• Sonuç bulunamadı

1.10. Ücret Teorilerin Sınıflandırılması

1.10.1. Klasik Ücret Teorileri

Genel olarak on dokuzuncu yüzyılda ücret konusunda görüşlerini beyan eden bilim adamlarının geliştirdikleri kuramsal çerçeve, klasik ücret teorileri olarak bilinmektedir. Bu teoriler kendi kapsamı içinde, Doğal Ücret Teorisi, Ücret Fonu

27 Teorisi ve Artık Değer Teorisi olarak üç grup altında birleştirerek ilgili konularda değerlendirilmektedir (Işığıçok, 2017, s. 86).

1.10.1.1.Doğal Ücret Teorisi

Klasik ücret teorilerinin içinde en başta geleni, David Ricardonun ünlü Doğal Ücret Teorisidir. Ricardo bu teorisini oluştururken Malthusun görüşlerinden çok etkilenmişti. Malthusun düşüncelerine göre nüfusun hızlı şekilde artması ileride büyük tehdit yaratacaktı, nüfus artışını durdurmak için doğum kontrollerini ciddiyetle yürütülmesi gerektiğini savunmuştu. Malthusa göre aşırı nüfus artışı dünyayı kargaşa ve sefalete sürükleyecekti. Bu karamsarlık görüşü 19.yüzyilin etkili iki ekonomisti içinde geçerli sayılarak, Ricardo da toprak ağaları, Marks da sanayici sermaye sahiplerinin üretimden ve milli gelirden alacağı payların artmasını kaçınılmaz olacağını öngörmesini sağlamıştır (Piketty, 2014, s. 5-6).

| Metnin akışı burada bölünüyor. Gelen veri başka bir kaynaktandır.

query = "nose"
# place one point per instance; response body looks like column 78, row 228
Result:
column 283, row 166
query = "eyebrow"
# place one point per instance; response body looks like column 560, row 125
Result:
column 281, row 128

Ricardo Malthusun Nüfus Teorisinden etkilenerek ortaya attığı Doğal Ücret Teorisinde ücret düzeyini temel olarak, çalışan bireylerin ve onların ailelerinin hayatta kalabilmeleri için zaruri olan ihtiyaç unsurlarının etkisi belirlemektedir. Bunu değişik bir ifadeyle açıklarsak, işçinin kazanacağı ücret düzeyi onun ve aile fertlerinin yaşamlarını sürdüre bilmeleri için ihtiyaç duyulan beslenme, barınma, giyinme gibi zaruri giderlerini ve bunlar hariç farklı zevk ve sosyal faktörlerden doğan ihtiyaçlarında karşılayabilecek miktarda olması gerekmektedir(Beşikkaya, 2012, s. 41).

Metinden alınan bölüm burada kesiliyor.